In recent years, Data Science evolved into its own profession as a
response to the proliferation of data that needed to be analyzed and
made actionable — a job that could not be adequately addressed by
any single one of its predecessors, largely Computer Science, Quantitative Sciences,
and Consulting. To practice Data Science is to perform tasks along a wide spectrum
ranging from research to application to productization, often simultaneously within the
same project. The project management methodologies of its predecessors — such as
Agile methodology from software engineering or Gantt charts from consulting — are
insufficient for the multifaceted nature of a data science project. However, a hybrid
approach, combining and adapting existing techniques, is much more successful.
In this talk, we describe the approaches in use in our seasoned and growing Data Science
team at Civis Analytics. Specific strategies can minimize wasted time and technical debt for
different types of projects. We offer practical tips regarding how development of scripts and
production-level modules should be organized. We explain how to conduct an exploratory
investigation while advancing general algorithmic development and implementation at the same time.

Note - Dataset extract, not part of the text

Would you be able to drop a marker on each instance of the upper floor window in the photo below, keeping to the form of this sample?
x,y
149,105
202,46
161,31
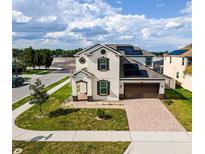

Finally, we discuss the open source project management and collaboration tools
we have found useful and how to incorporate combinations seamlessly to manage practical
data science workflows.
As a data scientist at Civis Analytics, Elaine conducts research and development of new algorithms for predictive modeling and integrates them into Civis’s data science software platform. Prior to Civis, Elaine was a machine learning software developer at Rifiniti, developing a SaaS platform for corporate real estate optimization, and an analyst for the federal government. She holds a Masters in Statistics from Harvard University and a Bachelors in Mathematics, specializing in Operations Research, from Carnegie Mellon University.